Other establishments are hoping that Victory's new office tenants will create enough synergy to boost their business. Haynes and Boone, one of Dallas' largest law firms, recently moved its offices from downtown to One Victory Park, a handsome new building on the southwest corner of the district. Ernst & Young, the prominent accounting firm, is relocating to Victory Park. Hillwood has also added three new restaurants to the district including a reasonably priced Asian eatery and a pizza place. Meanwhile, the Dallas Museum of Nature and Science is scheduled to break ground this year.
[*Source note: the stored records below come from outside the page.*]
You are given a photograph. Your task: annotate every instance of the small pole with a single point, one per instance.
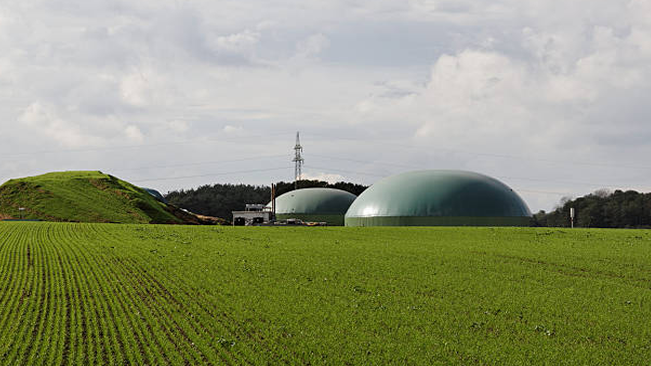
(273, 202)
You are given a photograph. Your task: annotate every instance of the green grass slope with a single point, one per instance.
(83, 196)
(97, 294)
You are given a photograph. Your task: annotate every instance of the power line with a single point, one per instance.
(487, 154)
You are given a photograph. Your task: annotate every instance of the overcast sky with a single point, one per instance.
(551, 97)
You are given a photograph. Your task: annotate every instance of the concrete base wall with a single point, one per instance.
(332, 220)
(437, 221)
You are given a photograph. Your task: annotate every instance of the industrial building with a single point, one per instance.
(314, 205)
(438, 198)
(253, 214)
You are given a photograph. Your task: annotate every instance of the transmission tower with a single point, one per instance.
(298, 161)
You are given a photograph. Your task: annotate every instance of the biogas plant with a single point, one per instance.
(418, 198)
(438, 198)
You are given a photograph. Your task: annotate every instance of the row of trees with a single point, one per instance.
(604, 209)
(219, 200)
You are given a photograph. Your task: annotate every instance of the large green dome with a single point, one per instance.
(314, 204)
(438, 197)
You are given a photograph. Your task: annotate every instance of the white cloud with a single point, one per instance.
(326, 177)
(134, 134)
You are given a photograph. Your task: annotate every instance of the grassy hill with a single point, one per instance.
(84, 196)
(75, 294)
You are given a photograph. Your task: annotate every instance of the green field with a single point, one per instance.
(146, 294)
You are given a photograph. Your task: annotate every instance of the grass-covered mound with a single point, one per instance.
(84, 196)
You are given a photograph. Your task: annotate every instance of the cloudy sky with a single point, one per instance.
(552, 97)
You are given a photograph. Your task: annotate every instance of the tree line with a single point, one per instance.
(219, 200)
(601, 209)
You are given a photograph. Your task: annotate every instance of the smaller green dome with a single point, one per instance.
(320, 201)
(314, 204)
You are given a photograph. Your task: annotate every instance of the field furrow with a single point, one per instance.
(106, 294)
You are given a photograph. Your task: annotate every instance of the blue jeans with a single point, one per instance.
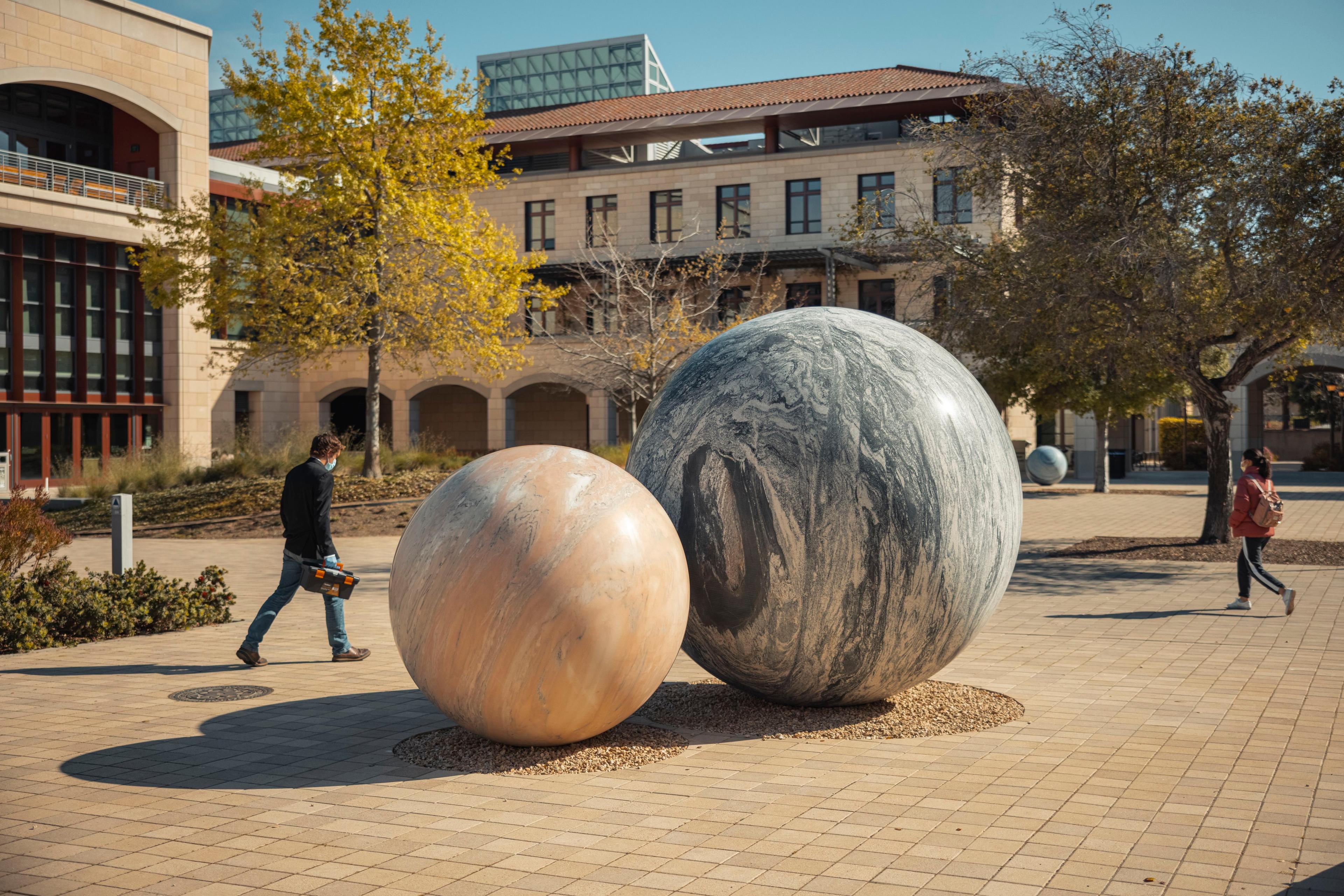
(291, 576)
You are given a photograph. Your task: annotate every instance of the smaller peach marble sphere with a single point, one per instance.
(539, 595)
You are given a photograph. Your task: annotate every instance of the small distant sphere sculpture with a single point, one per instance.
(847, 498)
(539, 595)
(1048, 465)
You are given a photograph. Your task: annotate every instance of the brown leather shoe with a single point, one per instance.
(354, 655)
(251, 657)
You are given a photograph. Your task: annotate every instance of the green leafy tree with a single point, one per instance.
(374, 244)
(1156, 209)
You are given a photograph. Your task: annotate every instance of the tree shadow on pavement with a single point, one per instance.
(343, 739)
(144, 670)
(1142, 614)
(1330, 880)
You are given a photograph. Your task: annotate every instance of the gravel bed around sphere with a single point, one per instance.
(627, 746)
(926, 710)
(1280, 551)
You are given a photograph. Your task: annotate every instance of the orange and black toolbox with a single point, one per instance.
(322, 579)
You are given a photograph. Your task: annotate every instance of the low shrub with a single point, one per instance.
(615, 453)
(51, 605)
(1322, 460)
(27, 535)
(1170, 444)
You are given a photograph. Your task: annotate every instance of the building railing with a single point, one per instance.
(81, 181)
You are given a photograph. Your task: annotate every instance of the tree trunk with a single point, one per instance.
(1101, 465)
(1218, 444)
(373, 437)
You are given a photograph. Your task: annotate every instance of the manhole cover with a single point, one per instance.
(221, 694)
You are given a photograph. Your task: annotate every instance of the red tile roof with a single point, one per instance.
(761, 93)
(234, 152)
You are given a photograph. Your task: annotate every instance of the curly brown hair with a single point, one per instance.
(326, 445)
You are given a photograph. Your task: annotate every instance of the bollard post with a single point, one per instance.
(121, 514)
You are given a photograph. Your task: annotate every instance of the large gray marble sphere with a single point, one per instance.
(847, 498)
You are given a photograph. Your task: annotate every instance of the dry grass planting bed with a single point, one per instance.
(1280, 551)
(925, 711)
(627, 746)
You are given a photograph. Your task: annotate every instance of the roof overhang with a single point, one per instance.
(814, 113)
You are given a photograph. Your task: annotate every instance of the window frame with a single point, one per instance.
(609, 213)
(807, 195)
(885, 300)
(736, 203)
(960, 209)
(539, 213)
(886, 194)
(675, 202)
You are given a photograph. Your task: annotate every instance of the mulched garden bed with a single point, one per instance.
(1280, 551)
(241, 498)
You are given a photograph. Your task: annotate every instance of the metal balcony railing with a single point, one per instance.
(80, 181)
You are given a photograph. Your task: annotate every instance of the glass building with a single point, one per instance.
(229, 119)
(572, 73)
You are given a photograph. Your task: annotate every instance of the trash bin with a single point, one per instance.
(1117, 463)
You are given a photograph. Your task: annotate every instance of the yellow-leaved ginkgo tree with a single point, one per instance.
(374, 242)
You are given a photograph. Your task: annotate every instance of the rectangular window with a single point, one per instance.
(601, 221)
(124, 312)
(941, 297)
(34, 320)
(5, 322)
(878, 194)
(30, 446)
(541, 226)
(734, 211)
(66, 301)
(734, 301)
(243, 416)
(119, 435)
(664, 216)
(537, 320)
(951, 199)
(804, 206)
(878, 296)
(62, 436)
(91, 444)
(803, 296)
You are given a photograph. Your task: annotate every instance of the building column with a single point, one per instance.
(401, 421)
(499, 421)
(598, 419)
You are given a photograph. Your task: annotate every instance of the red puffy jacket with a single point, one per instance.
(1248, 499)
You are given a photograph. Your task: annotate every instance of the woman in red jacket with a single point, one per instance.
(1251, 491)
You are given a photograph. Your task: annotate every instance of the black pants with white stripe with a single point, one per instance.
(1249, 565)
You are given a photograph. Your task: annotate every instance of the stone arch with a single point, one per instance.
(534, 379)
(448, 381)
(547, 413)
(1272, 432)
(451, 416)
(131, 101)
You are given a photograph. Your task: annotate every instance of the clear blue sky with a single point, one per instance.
(718, 42)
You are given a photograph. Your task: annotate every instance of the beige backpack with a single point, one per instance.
(1269, 510)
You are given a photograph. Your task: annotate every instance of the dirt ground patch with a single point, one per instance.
(1279, 551)
(347, 523)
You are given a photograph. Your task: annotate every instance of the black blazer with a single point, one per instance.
(306, 508)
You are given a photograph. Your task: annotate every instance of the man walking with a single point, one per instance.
(306, 510)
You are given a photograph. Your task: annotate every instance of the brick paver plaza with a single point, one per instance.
(1163, 739)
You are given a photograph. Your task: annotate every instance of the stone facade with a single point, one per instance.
(154, 68)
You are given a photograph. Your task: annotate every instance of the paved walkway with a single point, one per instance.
(1163, 739)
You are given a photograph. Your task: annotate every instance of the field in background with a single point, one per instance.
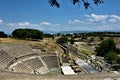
(47, 44)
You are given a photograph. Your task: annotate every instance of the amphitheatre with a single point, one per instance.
(42, 60)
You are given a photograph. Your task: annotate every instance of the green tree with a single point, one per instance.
(105, 47)
(112, 56)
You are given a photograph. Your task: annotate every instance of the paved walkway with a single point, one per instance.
(86, 66)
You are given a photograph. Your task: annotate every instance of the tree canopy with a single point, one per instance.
(105, 47)
(86, 3)
(2, 34)
(32, 34)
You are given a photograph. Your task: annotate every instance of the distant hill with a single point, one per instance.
(77, 31)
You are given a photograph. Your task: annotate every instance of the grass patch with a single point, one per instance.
(86, 52)
(56, 72)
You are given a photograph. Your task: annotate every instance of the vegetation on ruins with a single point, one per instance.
(108, 49)
(31, 34)
(62, 40)
(86, 3)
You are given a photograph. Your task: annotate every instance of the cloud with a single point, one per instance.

If enough people move into Hillwood's residential properties, Victory Park's businesses can feed off each other, in much the same way a pinball ricochets off metal bars. That would help the district reach "critical mass," a phrase heard in nearly every conversation about the development's viability. The critical mass figure, though, is hard to quantify. No one knows exactly when or if the district will have enough people to become a vibrant, bustling community. It's a tricky, chicken-and-egg dynamic too: People won't come to Victory Park unless more businesses open, but more businesses won't open unless more people come. To some, this is an intractable problem, especially if Hillwood doesn't start leasing out more affordable apartments.

"Unless we design mixed-use districts for people of multiple income levels and we have the critical mass of retail and rooftops, [Victory Park's] doomed to be deserted," says Neil Emmons, a city plan commissioner.

While some developers wonder if Hillwood can turn things around, others think that the district, for all its headaches, is simply too big to fail. Eventually, it will achieve that elusive critical mass of retail, restaurants and residents.

"With each building that opens up, it's going to feel more comfortable and more dense, and it's going to start having that sense of place," Sughrue says. "It's way too early to describe Victory as anything more than a work in progress, but if you step back it's remarkable what they've done over there."